Blade Runner foi baseado no conto Do Androids Dream of Electric Sheep? (1968), de Philip K. Dick. Foi a primeira das muitas adaptações da obra do autor, seguida por O Vingador do Futuro (1990), Minority Report – A Nova Lei (2002) e O Homem Duplo (2006) entre elas. O protagonista do filme é Rick Deckard (Harrison Ford), ex-integrante de um esquadrão de elite da polícia, os “Blade Runners”. São oficiais treinados em caçar e “aposentar” replicantes, andróides projetados pela Tyrell Corporation. Retirado de sua aposentaria pelo antigo patrão, Bryant (M. Emmet Walsh), Deckard é obrigado a encontrar um grupo de replicantes foragidos, liderados por Roy Batty (Rutger Hauer). Roy e sua irmandade sintética querem encontrar o “pai” deles, o fundador da Tyrell, Dr. Eldon, um misto de Big Brother do século XXI com um Steve Jobs da biotecnologia. A missão deles era alterar os seus prazos de validade, nem que isso resultasse num banho de sangue. (Esses replicantes top de linha, os Nexus-6, são programados para a autodestruição em quatro anos). Blade Runner é um caso clássico do que Asimov cunhou de “síndrome de Frankenstein” – a criatura se volta contra o seu criador, um castigo pelo cientista brincar de Deus.
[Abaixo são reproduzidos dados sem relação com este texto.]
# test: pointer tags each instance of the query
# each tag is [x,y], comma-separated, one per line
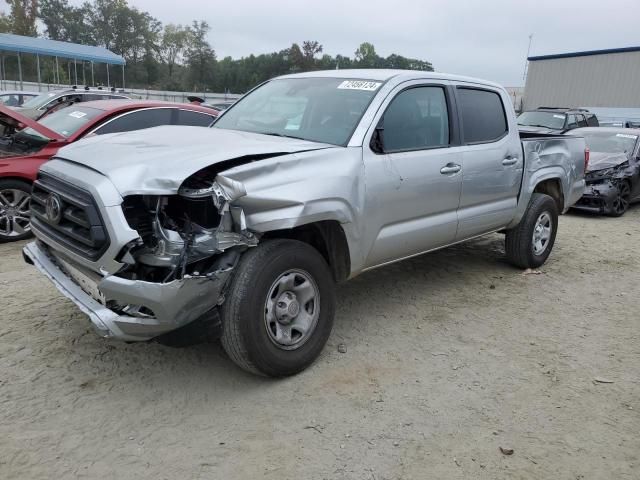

O diretor de Blade Runner, Ridley Scott, teve de enfrentar o equivalente às dez pragas do Egito para conseguir terminar o filme. A primeira crise que chegou à mesa foi a demissão do produtor e roteirista Hampton Fancher, por causa das famosas “diferenças criativas.” Philip K. Dick comprou essa briga desde cedo, sacaneado por Ridley Scott ter “destruído” um de seus romances favoritos. Scott também arranjou confusão com a sua equipe americana. A falta de tato do diretor perfeccionista, acostumado com a docilidade das equipes técnicas britânicas, fazia os ianques se sentiram desrespeitados. Os expedientes noctívagos, começado de tarde e terminando só quando o sol raiasse de novo, fez o jogo duro com a sua equipe exausta virar um cabo de guerra. Um motivo extra para haver fricção no set era a falta de química entre o suposto par romântico do filme, Deckard / Harrison Ford e Rachel / Sean Young. Ford era grosso com a sua colega, botando a atriz novata pra chorar entre as cenas de "amor" dos dois. A pressão vinda de cima, devido ao orçamento estourado, também era de lascar.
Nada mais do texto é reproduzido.